It’s 14 July and I’ve returned to my usual spot to do my summer seasonal diary. I’ve been coming here four times a year for about 18 months and taking time to observe how the landscape changes and moves along, depending on the time of year.
Today is a glorious summer morning and even though it’s only about 9.30am, it’s already heating up. The sky is bright blue with just a few little white, wispy clouds in the distance and the sun is beaming down. I’m standing underneath a chestnut tree and high above me, hidden from view, I can hear a woodpecker pecking against its trunk. Little bits of bark shower down onto the road from where it’s working. I think it must hear or see me from its hidden vantage point because it suddenly goes quiet. I like thinking of it up there peering down at me through the branches, hoping I'll clear off and leave it alone. It sounded busily industrious and I'm sure it wants to get back to work. I won't keep it long.
The scene around me is absolutely beautiful. To my left is a field of oats which hasn’t been harvested yet and they’re a beautiful sun-faded, pale golden colour complementing the lush green of the woods and the blue of the sky. From all sides, I can hear layers of bird song, some which I recognise and some which I need to look up later. There are dozens of butterflies delicately fluttering around.

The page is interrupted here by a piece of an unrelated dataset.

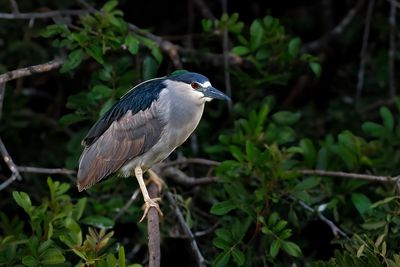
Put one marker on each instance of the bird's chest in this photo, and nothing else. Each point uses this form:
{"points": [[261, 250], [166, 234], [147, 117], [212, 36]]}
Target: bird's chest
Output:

Opposite where I’m standing is a meadow which is let to grassland every year and it’s a wave of gentle yellow, creamy white and golden, bleached out grasses. I can see a section of the wood that was cleared last year but it’s already been taken over by scrub again now. It’s in shade this morning and it’s a dark, sombre green against the pale colours of the meadows. The textures are incredibly beautiful, with the contrast between the spikiness of the grasses against a soft wash of gentle yellow and white pointillist dots. It reminds me of an impressionist landscape.
In the distance I can hear a tractor and looking down the road I see a big field of sunflowers nodding their heads and turning their faces into the warmth and light of the sun. Above me, I notice the areas of light and shade pouring through the gaps in the leaves of the chestnut
tree, as the sun comes through. Some of the leaves look almost black and some of them are bright verdant green, depending on how the light hits them. I can smell the heat of the day – the temperature is rising but there’s the gentlest of breezes which is making everything quiver and shake in the morning light. There’s a gentleness to the morning and a quiet, peaceful serenity. It feels as though everything is trying to conserve its energy for the heat of the day to come.